ELENA MONTESINOS « LE BÛCHER DES ENDETTÉS »


Enregistrement : 08/01/2017

Dans son roman Fahrenheit 451, Ray Bradbury met en scène une société où la lecture, source de questionnement et de réflexion, est considérée comme un acte antisocial par les pouvoirs en place ; un corps spécial de pompiers pyromanes s'y trouvant ainsi chargé de brûler les livres dont la détention est interdite pour le bien collectif.

Genève, décembre 2016. Elena Montesinos détourne ce principe de purification par le feu, pratiqué avec enthousiasme au fil des siècles, depuis l'Inquisition jusqu'au nazisme, en le retournant contre une administration helvétique dévorante. Et d'inviter les résidents de la cité lémanique à la rejoindre pour détruire factures et lettres de relance, de concert et dans un joyeux brasier.

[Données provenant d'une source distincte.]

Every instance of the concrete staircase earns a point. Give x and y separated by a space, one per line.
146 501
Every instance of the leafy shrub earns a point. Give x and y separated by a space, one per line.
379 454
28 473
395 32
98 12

Comme un écho d'une Genève libre et rebelle. Cité de Calvin, mais aussi des squats libertaires et d'une scène alternative toujours active, au sein de laquelle Montesinos s'est illustrée par ses nombreuses performances, expositions et installations, ses sets de djs ou encore son mandat à la tête de l'espace Forde, lieu d'exposition de la fameuse Usine autogérée des bords du Rhône.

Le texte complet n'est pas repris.